Now arrives a new entrant that's not a ranking at all - but could one day turn the rankings game on its ear by gauging internal institutional quality based on student learning, not external data points.

The new National Survey of Student Engagement, released yesterday, queried 63,000 students at 276 universities and colleges last spring. The focus: how much time they spent in activities that research has shown cause students to learn.

For instance, it asked seniors and freshmen on each campus how much time they spent discussing, analyzing, synthesizing. It tracked how often they collaborated with friends, and how many books they read on their own and how many they were assigned. It sought information on how many reports of 20 pages or more students had written. It asked if they had given a class presentation, and if so, how frequently (see chart, left).

"This is unveiling a dimension of educational quality not revealed by the usual rankings," says Russell Edgerton, director of the Pew Forum on Undergraduate Learning, a sponsor with the Carnegie Foundation for the Advancement of Teaching. "A lot of people think quality is measured by selectivity in admissions," he says. "This is a different picture."

Indeed, George Kuh, director of the NSSE at Indiana University, Bloomington, calls it a chance to peer inside "the black box." "All colleges say they are in the business of learning," he says. "In many cases evaluating quality is a matter of measuring time devoted to task. The more [students] write, the better they become at expressing themselves in the written word."

They are quick to acknowledge that because this is only the first year of the survey, it doesn't yet include many top-ranked four-year institutions. But a number of prestigious schools, such as Rice University, the University of Virginia, and George Mason University, participated. NSSE hopes to greatly expand the list each year.

Much research has examined learning in classrooms and disciplines. But the NSSE measures a broader swath, looking across the surveyed institutions in five areas: academic challenge, active and collaborative learning, student interaction with faculty, enriching experiences, and supportive environment.

"This allows us to get inside what actually goes on in the central activity of the college in teaching and learning," Dr. Kuh says. "This is information that has not been publicly reported before."

What students had to say

Among the surprises extracted from the 276 institutions, from doctoral universities to liberal-arts colleges:

* Almost a fifth (19 percent) of all first-year students "never" made a class presentation.

* Most first-year and senior students (about 90 percent) say they at least "occasionally" work harder than they thought they could to meet instructors' standards.

* Almost half (49 percent) of first-year students and three-fifths (62 percent) of seniors "often" or "very often" got prompt feedback from teachers.

* About four-fifths (79 percent) of all students say their institutions emphasize spending significant time on studying. Yet less than 15 percent of full-time freshmen and seniors spent 26 or more hours a week outside of class studying. About half (47 percent) spent 6 to 15 hours a week, far less than the recommended two hours of study for each class hour.

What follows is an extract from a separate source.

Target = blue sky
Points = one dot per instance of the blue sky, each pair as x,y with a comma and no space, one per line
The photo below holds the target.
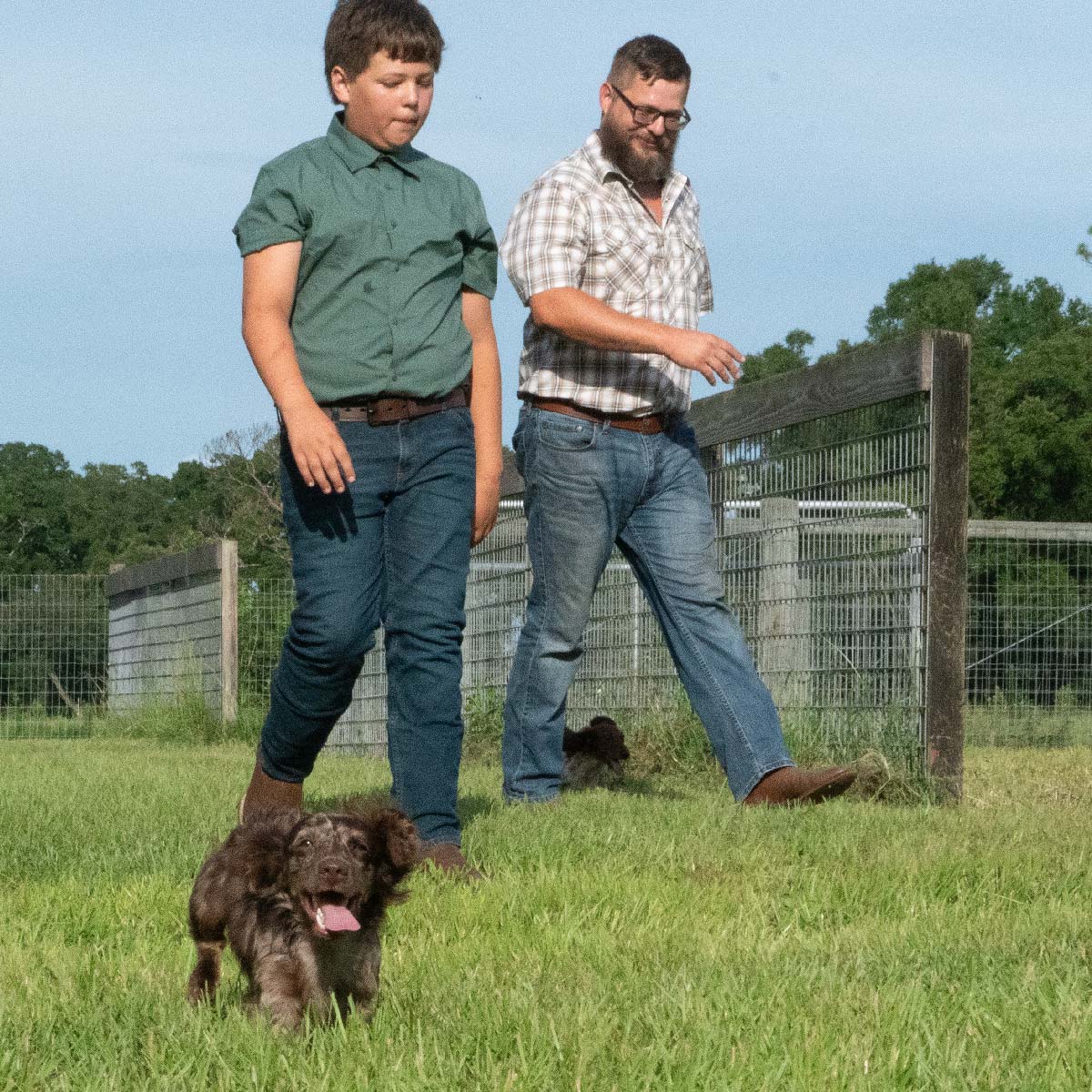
834,146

Such contradictory findings could help institutions take action to remedy the "mismatch" between what they say they want in terms of studying and the level of performance to which they actually hold students accountable, the report says.

"These students [who study little] are not flunking," Kuh says. "If students can get by with this little effort, can we be satisfied with the quality of the educational experience? This is kind of staggering."

Who's at the top?

The NSSE also revealed another point of interest: three of four best-performing institutions in the survey were small, little-known liberal-arts colleges with fewer resources than large doctoral institutions.

A reader of US News & World Report rankings of "America's Best Colleges" would eventually find Beloit College, Elon College, Sweet Briar College, and Centre College. Centre and Beloit were ranked 42nd and 47th, respectively, among the top 50 US liberal-arts colleges. Sweet Briar was in the second tier. Elon ranked 11th among "Southern Universities."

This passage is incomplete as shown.